São Paulo, quinta-feira, 20 de setembro de 2007
Texto Anterior | Próximo Texto | Índice

Outras idéias


[...] MINHA IRMÃ QUERIA SABER QUE ANIMAIS SELVAGENS VERIA NO RIO; EU LHE DISSE QUE ERA APENAS UMA SELVA DE PEDRA


Cavalgando na praia de Ipanema

Michael Kepp

O desconhecimento da geografia mundial por parte da maioria dos americanos não me deixou preparado para a visita da minha irmã ao Rio no mês passado. Mas explica por que ela queria, em uma semana, incluir uma expedição até a Amazônia. Também explica por que ela perguntou, ao chegar, se estava vendo o oceano Atlântico ou o Pacífico.
O desconhecimento da minha irmã sobre outras culturas não é tão desconcertante quanto o de alguns ianques, como George W.
Bush, que perguntou a FHC se havia negros no Brasil. Ela só perguntou, em um dos muitos e-mails, se o povo português era hipersensível a alguma coisa. "Só a uma", respondi, "chamá-los de portugueses". Ela também queria saber que animais selvagens veria no Rio. Eu lhe disse que era apenas uma selva de pedra.
Os americanos recebem essa imagem exótica da mídia. Uma reportagem de 1992 no "Washington Post" descrevia o Rio como "um lugar estranho" com "uma impressionante variedade de cobras se enrolando nas palmeiras dos vasos à entrada dos prédios residenciais" e "bodes selvagens pastando nos morros".
E um episódio de 2002 dos Simpsons mostrou macacos e jibóias comedoras de crianças por toda a cidade.
Em outro e-mail, minha irmã perguntou se poderia andar a cavalo na praia de Ipanema e se veria mulheres altas por lá. Essa idéia veio da versão em inglês de "Garota de Ipanema", que começa: "Tall and tan and young and lovely..." (alta e bronzeada e jovem e linda...).
Minha sobrinha adolescente, que viria ao Rio com a mãe, ouvira um CD do Jobim que a deixou sem nenhum desejo de ouvir música brasileira aqui. Mas queria aprender a sambar. "É difícil sambar sem ouvir música brasileira", respondi a ela por e-mail.
Só mais tarde vi por que minha irmã havia me bombardeado com perguntas e pedidos bizarros. O Brasil era um mistério para essa californiana, em suas primeiras férias fora dos EUA. E ela se sentia insegura de passar tanto tempo em uma terra estrangeira, com um irmão que não conhecia muito bem e que não via há anos.
Quando ela e a filha chegaram, suas inseguranças foram suavizadas por muitas surpresas agradáveis -seja a beleza do povo e da paisagem, seja o costume de cumprimentar com beijinhos, seja o bidê. "Se os EUA são tão desenvolvidos, por que não têm bidê?", perguntou minha sobrinha. Tudo o que fizeram e viram no Rio as fascinou porque era novidade. Até ver um simples mico-estrela foi um momento mágico. "Não se vêem macacos na Califórnia", disse minha sobrinha, "só no zoológico".
Como guia das duas, também vi o Rio com novos olhos, também virei viajante. A viagem trouxe outras revelações. Minha irmã foi a primeira parenta que minha mulher e meus enteados brasileiros conheceram. Observar semelhanças entre nós -como nossa neurose em relação a dinheiro- os ajudou a me entenderem melhor.
Eu e minha irmã notamos outras semelhanças -o modo como competimos por atenção- que não tínhamos notado antes. Isso aprofundou nossa compreensão de nós mesmos e do outro e nos aproximou. E, se pensarmos bem, não é para isso que servem as viagens?

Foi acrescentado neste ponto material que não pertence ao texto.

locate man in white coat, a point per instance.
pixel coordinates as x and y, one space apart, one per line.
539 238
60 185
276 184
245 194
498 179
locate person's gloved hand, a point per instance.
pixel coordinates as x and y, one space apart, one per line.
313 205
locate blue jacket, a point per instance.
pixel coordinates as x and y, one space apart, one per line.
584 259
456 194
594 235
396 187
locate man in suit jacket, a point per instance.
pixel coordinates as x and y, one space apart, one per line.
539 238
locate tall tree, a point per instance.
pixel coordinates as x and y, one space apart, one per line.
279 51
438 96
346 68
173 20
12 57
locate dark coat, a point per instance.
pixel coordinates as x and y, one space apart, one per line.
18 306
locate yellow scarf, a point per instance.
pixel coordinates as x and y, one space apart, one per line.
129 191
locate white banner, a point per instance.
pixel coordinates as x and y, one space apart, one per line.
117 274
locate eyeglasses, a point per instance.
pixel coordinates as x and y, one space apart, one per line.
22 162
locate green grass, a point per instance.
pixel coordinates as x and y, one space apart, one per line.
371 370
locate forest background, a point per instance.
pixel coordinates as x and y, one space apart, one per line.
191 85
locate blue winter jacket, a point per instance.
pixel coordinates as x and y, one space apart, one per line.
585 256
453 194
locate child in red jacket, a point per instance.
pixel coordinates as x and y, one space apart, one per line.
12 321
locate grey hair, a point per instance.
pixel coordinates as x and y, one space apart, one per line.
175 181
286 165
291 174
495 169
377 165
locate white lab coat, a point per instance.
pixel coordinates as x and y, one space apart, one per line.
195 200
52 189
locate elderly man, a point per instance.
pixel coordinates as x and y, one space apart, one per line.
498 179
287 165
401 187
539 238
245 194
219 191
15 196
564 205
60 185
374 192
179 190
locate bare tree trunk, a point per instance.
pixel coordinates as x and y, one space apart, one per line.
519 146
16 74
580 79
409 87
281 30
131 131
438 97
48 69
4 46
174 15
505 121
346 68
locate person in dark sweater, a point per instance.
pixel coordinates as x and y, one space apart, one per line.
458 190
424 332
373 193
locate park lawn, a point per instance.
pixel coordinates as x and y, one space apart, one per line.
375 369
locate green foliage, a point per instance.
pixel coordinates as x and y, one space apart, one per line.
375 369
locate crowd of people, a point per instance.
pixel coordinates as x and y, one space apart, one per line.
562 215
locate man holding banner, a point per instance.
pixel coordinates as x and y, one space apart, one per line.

MICHAEL KEPP , jornalista norte-americano radicado há 25 anos no Brasil, é autor do livro de crônicas "Sonhando com Sotaque - Confissões e Desabafos de um Gringo Brasileiro" (ed. Record)

www.michaelkepp.com.br

Texto Anterior: Sete itens
Próximo Texto: Pergunte aqui
Índice



Copyright Empresa Folha da Manhã S/A. Todos os direitos reservados. É proibida a reprodução do conteúdo desta página em qualquer meio de comunicação, eletrônico ou impresso, sem autorização escrita da Folhapress.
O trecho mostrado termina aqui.